Computer-assisted instruction has many potential applications, particularly at the elementary level, in the teaching of skill subjects such as mathematics, reading, and foreign languages. Since 1963 at Stanford a study has been made of programing a total curriculum for elementary mathematics, grades one through six, and for reading, grades one and two. Mathematics curricula for grades one and for half of grades two and four have been completed. Computer technology provides the only serious hope for the accommodation of individual differences in subject-matter learning; it can relieve the teachers of routine record-keeping, thus allowing them to attend to the more important tasks of trouble-shooting and instructing children who need individual attention. Finally, computers offer the chance to gather adequate amounts of research data under uniform conditions. The main problems encountered and envisaged are machine reliability, stimulus deprivation, costs of equipment, difficulty in communicating appropriate audio messages to the pupils, and, ultimately, the temptation to settle for less than the best curriculum because of programing problems. (OH)

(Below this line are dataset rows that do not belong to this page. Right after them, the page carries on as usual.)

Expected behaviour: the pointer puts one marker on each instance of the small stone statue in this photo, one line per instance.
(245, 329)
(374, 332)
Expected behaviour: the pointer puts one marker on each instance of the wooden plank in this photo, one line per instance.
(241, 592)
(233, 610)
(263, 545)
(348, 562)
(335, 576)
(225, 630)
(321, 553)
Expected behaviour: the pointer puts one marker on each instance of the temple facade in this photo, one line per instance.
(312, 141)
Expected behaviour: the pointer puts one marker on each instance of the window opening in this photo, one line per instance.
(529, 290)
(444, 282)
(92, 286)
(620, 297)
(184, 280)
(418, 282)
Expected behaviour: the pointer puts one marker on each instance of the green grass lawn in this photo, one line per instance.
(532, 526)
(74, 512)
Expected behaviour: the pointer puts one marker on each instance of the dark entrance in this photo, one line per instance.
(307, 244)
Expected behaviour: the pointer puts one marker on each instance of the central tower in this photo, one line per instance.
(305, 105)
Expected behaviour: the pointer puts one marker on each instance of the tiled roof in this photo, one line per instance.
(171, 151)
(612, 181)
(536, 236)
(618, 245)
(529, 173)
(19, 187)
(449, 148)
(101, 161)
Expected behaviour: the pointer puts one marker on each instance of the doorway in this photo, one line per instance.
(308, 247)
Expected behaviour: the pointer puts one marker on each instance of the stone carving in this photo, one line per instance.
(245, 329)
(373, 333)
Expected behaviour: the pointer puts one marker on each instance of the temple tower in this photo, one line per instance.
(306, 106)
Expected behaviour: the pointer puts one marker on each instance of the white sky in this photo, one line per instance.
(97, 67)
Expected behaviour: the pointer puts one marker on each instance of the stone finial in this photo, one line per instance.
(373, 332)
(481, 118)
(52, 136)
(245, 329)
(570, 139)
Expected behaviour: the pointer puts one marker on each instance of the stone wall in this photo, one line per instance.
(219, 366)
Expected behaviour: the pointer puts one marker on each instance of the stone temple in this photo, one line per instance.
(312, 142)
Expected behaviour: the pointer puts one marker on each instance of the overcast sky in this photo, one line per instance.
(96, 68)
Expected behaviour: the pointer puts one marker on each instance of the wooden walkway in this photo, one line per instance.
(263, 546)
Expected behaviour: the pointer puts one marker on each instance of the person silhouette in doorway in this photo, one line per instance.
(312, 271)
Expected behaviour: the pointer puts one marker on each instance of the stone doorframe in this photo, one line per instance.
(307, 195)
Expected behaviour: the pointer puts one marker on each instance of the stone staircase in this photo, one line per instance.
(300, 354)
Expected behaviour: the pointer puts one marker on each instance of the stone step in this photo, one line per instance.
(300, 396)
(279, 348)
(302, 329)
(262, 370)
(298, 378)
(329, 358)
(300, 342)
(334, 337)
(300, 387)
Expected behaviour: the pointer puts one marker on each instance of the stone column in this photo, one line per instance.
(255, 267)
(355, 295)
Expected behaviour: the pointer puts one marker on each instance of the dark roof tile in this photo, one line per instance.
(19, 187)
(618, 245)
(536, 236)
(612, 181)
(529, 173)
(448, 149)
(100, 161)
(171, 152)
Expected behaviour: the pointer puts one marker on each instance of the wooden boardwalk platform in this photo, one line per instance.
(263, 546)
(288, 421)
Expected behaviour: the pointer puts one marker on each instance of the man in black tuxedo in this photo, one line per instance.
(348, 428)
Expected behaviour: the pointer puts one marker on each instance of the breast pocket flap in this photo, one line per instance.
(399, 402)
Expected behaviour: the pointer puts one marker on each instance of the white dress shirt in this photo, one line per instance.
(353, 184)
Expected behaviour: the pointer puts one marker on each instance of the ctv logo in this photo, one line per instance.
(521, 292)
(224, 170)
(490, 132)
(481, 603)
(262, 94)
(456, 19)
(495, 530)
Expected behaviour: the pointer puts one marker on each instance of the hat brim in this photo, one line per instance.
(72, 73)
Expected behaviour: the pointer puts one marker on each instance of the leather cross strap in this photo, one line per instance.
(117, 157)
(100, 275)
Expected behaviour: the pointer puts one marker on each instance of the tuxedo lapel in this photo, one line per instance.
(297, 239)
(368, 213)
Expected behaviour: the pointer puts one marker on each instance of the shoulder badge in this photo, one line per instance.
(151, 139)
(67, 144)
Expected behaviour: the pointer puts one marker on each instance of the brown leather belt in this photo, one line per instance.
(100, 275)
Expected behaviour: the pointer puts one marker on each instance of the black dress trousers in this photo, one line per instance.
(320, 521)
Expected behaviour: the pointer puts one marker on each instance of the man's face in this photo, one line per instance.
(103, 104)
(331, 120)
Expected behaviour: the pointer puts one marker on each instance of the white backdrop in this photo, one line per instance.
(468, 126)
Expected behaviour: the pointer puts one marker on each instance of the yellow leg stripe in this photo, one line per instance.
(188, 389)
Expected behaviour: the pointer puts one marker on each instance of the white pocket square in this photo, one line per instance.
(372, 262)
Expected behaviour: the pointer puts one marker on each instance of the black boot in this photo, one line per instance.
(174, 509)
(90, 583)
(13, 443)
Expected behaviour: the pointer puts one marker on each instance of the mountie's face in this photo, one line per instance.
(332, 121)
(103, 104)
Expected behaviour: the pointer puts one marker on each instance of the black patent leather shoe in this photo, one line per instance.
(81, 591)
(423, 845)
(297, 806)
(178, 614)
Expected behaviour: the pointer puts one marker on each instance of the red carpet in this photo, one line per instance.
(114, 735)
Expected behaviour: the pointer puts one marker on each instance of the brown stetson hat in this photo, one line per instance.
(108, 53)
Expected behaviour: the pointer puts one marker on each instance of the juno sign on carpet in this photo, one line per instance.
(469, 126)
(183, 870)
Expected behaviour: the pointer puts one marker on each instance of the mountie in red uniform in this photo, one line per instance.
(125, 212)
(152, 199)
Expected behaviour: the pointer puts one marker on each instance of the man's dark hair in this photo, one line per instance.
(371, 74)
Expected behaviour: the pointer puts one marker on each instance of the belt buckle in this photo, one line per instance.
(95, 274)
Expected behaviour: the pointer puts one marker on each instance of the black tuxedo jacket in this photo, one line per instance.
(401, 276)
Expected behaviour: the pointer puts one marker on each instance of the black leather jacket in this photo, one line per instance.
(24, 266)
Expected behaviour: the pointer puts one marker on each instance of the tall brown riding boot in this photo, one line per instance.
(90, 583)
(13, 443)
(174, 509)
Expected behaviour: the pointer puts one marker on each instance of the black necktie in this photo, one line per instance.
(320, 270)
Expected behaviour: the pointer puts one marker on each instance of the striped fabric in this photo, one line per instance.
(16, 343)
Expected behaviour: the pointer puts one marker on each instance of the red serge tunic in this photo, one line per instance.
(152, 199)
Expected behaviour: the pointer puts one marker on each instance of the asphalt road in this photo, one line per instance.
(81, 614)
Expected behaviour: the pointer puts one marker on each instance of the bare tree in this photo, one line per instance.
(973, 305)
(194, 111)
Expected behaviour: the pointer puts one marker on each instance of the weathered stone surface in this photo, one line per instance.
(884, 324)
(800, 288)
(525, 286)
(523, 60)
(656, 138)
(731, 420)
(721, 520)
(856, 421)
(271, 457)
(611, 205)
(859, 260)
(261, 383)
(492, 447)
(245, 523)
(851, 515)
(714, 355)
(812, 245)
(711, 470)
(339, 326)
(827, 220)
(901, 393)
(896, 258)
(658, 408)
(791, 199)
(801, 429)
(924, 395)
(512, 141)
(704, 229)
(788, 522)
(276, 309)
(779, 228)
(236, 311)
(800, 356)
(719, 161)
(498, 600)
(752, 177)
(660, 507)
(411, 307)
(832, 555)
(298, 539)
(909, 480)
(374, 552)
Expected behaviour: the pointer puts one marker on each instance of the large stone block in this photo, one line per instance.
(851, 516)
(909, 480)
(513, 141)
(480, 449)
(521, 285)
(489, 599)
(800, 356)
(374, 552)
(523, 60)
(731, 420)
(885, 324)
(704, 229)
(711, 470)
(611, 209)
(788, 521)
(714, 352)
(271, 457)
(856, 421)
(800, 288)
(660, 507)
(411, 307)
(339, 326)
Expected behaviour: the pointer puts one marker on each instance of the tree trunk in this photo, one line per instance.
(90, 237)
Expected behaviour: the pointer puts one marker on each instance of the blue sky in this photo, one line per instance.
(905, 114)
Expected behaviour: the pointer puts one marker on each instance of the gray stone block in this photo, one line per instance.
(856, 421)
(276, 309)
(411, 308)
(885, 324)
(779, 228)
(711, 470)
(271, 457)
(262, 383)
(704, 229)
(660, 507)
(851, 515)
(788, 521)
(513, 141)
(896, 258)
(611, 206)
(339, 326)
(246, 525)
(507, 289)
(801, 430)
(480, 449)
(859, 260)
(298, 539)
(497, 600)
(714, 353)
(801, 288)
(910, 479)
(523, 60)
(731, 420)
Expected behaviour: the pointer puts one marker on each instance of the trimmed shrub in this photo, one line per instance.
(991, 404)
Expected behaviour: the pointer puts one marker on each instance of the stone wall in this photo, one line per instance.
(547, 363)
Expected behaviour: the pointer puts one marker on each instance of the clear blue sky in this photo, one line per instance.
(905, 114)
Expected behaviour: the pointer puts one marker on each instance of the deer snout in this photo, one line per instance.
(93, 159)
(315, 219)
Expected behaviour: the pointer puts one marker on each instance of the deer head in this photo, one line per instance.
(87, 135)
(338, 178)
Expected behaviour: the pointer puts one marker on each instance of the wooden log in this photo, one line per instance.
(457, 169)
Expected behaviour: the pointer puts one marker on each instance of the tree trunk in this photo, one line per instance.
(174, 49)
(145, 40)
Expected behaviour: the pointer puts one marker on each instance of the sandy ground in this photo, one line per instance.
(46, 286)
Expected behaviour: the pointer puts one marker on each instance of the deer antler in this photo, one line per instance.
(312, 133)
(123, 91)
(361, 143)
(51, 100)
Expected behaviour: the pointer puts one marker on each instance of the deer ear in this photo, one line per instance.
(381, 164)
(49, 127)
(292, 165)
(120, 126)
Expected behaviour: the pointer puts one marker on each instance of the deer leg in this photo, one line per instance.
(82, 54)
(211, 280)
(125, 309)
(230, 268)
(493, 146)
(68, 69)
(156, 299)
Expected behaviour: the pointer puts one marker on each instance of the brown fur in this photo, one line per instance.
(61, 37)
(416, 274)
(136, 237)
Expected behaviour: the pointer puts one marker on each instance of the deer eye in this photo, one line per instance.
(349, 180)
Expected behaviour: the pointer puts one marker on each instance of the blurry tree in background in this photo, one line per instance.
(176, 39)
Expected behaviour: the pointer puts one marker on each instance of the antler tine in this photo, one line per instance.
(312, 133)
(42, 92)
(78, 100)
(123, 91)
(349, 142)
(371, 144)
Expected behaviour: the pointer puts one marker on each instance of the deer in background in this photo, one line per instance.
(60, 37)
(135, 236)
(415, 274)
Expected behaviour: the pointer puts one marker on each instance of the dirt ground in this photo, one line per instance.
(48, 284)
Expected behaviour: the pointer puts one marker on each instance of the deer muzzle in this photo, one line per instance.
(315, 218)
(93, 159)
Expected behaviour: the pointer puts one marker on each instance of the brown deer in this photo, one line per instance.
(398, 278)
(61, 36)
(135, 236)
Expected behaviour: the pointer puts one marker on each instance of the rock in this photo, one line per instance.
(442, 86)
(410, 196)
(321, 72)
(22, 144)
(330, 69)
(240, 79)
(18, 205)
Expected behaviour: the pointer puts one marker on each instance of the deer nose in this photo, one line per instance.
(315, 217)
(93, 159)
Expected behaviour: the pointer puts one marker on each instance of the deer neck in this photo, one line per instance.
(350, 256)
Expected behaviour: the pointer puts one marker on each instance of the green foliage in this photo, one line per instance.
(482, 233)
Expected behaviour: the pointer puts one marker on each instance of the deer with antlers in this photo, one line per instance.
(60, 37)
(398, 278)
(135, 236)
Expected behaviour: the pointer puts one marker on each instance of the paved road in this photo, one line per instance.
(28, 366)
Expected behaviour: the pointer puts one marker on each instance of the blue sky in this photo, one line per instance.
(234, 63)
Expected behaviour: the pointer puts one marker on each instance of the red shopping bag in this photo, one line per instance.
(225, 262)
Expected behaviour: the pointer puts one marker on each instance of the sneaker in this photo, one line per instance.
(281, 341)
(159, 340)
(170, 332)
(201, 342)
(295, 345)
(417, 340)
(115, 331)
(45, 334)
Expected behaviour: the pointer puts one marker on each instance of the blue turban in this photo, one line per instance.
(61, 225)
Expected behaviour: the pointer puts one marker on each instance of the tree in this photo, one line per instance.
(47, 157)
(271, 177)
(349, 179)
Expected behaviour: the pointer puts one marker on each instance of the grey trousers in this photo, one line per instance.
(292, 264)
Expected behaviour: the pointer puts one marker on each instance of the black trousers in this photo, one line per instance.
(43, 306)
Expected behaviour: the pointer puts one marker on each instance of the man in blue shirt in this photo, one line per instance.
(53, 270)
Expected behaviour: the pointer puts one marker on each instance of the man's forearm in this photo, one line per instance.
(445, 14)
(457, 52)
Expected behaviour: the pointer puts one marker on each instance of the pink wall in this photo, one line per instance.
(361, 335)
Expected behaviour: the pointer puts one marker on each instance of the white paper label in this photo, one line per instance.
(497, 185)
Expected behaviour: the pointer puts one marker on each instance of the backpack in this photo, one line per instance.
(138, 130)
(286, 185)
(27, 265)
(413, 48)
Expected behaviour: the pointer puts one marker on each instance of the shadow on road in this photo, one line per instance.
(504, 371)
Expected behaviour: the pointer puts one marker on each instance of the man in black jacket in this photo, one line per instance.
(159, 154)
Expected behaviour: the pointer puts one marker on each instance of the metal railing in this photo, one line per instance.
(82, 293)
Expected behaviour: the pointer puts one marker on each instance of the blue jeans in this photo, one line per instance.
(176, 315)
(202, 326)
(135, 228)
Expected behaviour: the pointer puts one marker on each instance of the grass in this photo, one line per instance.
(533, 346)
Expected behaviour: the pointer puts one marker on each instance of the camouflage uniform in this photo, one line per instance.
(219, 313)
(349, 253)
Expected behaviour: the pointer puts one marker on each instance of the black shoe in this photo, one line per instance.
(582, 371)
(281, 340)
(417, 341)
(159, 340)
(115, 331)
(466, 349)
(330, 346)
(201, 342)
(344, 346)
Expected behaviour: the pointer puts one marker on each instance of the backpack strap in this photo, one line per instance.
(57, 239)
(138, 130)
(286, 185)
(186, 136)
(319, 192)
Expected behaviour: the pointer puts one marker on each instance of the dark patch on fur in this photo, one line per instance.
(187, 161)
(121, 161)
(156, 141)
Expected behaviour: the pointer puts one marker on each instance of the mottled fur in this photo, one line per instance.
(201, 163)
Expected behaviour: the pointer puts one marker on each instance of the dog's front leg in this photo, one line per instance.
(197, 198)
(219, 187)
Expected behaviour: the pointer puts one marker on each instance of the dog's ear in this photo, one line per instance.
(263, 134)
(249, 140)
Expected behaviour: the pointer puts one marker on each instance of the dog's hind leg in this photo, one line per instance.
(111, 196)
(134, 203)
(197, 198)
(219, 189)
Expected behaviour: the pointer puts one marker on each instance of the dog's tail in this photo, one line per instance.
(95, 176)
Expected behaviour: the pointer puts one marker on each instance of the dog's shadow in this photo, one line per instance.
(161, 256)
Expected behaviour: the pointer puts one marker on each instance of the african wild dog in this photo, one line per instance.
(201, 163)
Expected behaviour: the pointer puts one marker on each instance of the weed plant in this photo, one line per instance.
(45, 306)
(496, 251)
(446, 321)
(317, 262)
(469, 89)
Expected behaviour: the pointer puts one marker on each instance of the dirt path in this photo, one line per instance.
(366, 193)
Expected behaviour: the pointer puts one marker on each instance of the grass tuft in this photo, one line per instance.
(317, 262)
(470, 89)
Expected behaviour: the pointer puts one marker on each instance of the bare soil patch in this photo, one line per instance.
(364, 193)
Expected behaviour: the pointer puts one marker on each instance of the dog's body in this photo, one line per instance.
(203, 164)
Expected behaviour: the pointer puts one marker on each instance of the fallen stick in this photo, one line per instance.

Descriptors: Computer Assisted Instruction, Curriculum Development, Curriculum Research, Elementary School Mathematics, Elementary School Students, Experimental Curriculum, Individual Differences, Individual Instruction, Language Skills, Mathematical Logic, Mathematics Curriculum, Programed Instruction, Reading Instruction, Reading Skills, Verbal Communication
Publication Type: N/A
Education Level: N/A
Sponsor: National Science Foundation, Washington, DC.; Carnegie Corp. of New York, NY.
Authoring Institution: Stanford Univ., CA. Inst. for Mathematical Studies in Social Science.
Identifiers: DEC PDP 1 Computer; IBM System 7000; Philco CRT
Note: 18p. Paper presented as Scientific Computing Symposium Westchester, N.Y., May 3, 1965.